Heart to heart
What every parent-to-be should know about congenital heart defects.
Carolyn Tillo Published: 2/10/2020
According to the American Heart Association, about 40,000 children are born with a heart defect each year. A congenital heart defect (also called congenital heart disease) occurs when the heart or blood vessels surrounding it don’t develop properly before birth.
Shawyntee Mayo, MD, MPH, medical director of the Pediatric Preventive Cardiology Clinic at Wolfson Children’s Hospital and the UF Health Pediatric Cardiovascular Center, offers parents information about the signs and symptoms of congenital heart defects.
Can you prevent congenital heart disease (CHD)?
You can’t prevent it, but you can help reduce your child’s risk to develop congenital heart disease when you’re pregnant by:
- Avoiding any harmful medications, such as those used to treat acne or bipolar disorder
- Keeping your blood sugar levels under control if you are diabetic
- Taking your prenatal vitamins
- Ensuring your immunizations are up-to-date
When do parents typically find out if their child has a congenital heart defect?
It depends on what type of defect it is. Some can be detected as early as 18 to 22 weeks when an expectant mother goes in for her first anatomy sonogram.

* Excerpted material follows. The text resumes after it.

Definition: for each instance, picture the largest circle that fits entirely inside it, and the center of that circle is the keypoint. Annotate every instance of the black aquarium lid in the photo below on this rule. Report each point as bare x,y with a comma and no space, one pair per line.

In this case, the OB/GYN will refer the mother to a perinatologist (high-risk OB/GYN) as well as a pediatric cardiologist specializing in fetal medicine who can help the family plan for the types of cardiovascular care their child will need.

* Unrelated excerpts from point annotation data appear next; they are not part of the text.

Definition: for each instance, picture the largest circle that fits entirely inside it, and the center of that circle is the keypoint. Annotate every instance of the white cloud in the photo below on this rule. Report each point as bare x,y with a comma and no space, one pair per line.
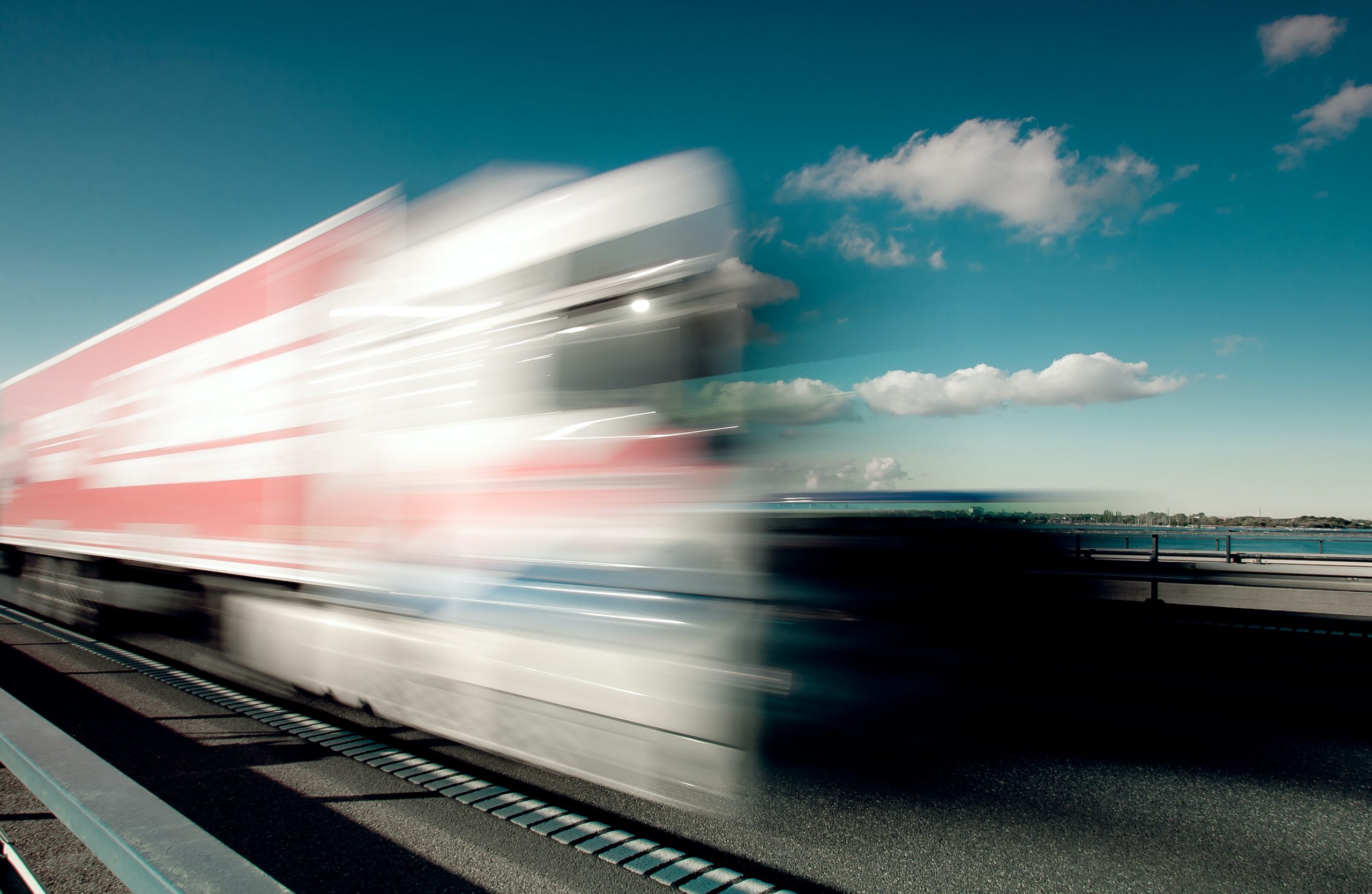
1024,177
1286,40
796,402
1160,210
754,286
880,473
1334,118
1224,346
861,242
883,473
1076,380
766,232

Some symptoms of a congenital heart defect will be obvious, allowing the pediatric cardiologist to catch it earlier.
In other cases, a defect such as a smaller hole in the heart might not be detected until the child is a teenager.
How is it possible to diagnose heart defects before a baby is born?
Routine ultrasounds and prenatal tests help to reveal it, and then fetal echocardiography is used to confirm the diagnosis and pinpoint the exact condition.
Which treatment options are available for congenital heart defects?
Treatment options vary depending on the severity of the defect. Children may require only close monitoring or treatment with medicine. Some conditions may require minimally invasive cardiac catheterization, or more serious treatment, such as heart surgery.